Irie S, Kishimoto T, Tavassoli M
Veterans Administration Medical Center, Jackson, Mississippi 39216.
J Clin Invest. 1988 Aug;82(2):508-13. doi: 10.1172/JCI113625.
To examine the role of liver endothelium in desialation of transferrin (TF), pulse-chase studies were done by incubation of either 3H (sialic acid labeled)-, or 125I, or 59Fe (protein core labeled)-TF with fractionated liver endothelium. While 125I or 59Fe labels were externalized after initial binding and internalization, a large proportion of 3H label was internalized and remained within the cell. When the supernatant of these experiments was studied by isoelectricfocusing and Ricinus communis agglutinin (RCA120) affinity chromatography, generation of asialotransferrin was noted by both techniques. Incubation of liver endothelium with double-labeled TF (sialic acids with 3H and protein core with 125I or 59Fe) led initially to a concordant uptake of the two labels, which were then dissociated and 3H was retained by the cell. These findings indicate desialation of TF by liver endothelium. The significance of these findings in the pathogenesis of hepatic siderosis is discussed.
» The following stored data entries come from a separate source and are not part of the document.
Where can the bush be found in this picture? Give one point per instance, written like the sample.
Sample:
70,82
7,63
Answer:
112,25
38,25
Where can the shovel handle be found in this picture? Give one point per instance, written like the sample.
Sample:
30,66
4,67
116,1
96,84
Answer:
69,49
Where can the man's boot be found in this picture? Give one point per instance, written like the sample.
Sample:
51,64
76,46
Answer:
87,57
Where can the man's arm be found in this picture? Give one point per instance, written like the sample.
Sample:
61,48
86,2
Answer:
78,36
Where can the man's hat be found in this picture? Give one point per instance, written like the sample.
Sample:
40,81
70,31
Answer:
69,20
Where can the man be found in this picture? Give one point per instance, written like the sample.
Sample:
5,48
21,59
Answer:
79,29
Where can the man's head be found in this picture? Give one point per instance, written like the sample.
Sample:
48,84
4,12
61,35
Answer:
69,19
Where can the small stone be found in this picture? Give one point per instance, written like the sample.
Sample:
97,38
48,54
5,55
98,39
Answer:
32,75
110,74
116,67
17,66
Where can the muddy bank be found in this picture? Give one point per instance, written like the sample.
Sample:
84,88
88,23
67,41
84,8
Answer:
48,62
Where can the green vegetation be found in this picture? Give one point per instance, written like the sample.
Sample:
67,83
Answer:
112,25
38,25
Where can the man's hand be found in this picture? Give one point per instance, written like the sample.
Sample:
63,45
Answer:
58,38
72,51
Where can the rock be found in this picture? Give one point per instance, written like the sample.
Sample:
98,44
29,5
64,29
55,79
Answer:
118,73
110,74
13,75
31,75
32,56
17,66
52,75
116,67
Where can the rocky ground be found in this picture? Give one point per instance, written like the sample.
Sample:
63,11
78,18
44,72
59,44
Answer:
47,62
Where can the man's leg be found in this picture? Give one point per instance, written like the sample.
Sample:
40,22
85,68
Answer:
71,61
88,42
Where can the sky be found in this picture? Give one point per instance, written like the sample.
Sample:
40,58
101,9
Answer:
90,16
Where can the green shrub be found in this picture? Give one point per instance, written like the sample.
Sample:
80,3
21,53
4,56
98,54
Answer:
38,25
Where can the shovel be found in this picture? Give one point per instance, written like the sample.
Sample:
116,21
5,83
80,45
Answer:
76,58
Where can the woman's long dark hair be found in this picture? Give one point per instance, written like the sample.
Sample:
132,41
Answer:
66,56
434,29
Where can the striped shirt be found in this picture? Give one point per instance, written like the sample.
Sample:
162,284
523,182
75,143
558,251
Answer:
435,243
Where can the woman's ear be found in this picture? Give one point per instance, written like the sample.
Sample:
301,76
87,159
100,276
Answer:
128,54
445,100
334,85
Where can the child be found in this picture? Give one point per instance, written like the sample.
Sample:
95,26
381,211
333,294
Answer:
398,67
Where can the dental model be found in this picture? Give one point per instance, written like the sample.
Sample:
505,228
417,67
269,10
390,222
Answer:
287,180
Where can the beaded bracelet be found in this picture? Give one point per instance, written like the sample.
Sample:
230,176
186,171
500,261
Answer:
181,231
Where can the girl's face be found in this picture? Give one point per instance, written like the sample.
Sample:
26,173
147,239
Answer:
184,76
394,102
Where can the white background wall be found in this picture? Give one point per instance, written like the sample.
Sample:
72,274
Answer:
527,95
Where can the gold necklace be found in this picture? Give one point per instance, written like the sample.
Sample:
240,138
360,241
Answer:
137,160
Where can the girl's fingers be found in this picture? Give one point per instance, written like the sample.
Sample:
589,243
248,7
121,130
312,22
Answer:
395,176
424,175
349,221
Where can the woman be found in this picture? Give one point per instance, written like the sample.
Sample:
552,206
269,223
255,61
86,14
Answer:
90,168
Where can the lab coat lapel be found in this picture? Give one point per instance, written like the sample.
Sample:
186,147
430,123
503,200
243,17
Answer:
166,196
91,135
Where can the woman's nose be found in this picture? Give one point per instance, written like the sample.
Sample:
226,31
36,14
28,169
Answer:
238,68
为了研究肝内皮细胞在转铁蛋白(TF)去唾液酸化过程中的作用,通过将3H(唾液酸标记)、125I或59Fe(蛋白核心标记)标记的TF与分离的肝内皮细胞孵育进行脉冲追踪实验。虽然125I或59Fe标记在最初结合和内化后被外化,但大部分3H标记被内化并保留在细胞内。当通过等电聚焦和蓖麻凝集素(RCA120)亲和层析研究这些实验的上清液时,两种技术均检测到了去唾液酸转铁蛋白的生成。用双标记TF(3H标记唾液酸,125I或59Fe标记蛋白核心)孵育肝内皮细胞最初导致两种标记物的一致摄取,随后它们解离,3H被细胞保留。这些发现表明肝内皮细胞可使TF去唾液酸化。本文讨论了这些发现在肝铁沉着症发病机制中的意义。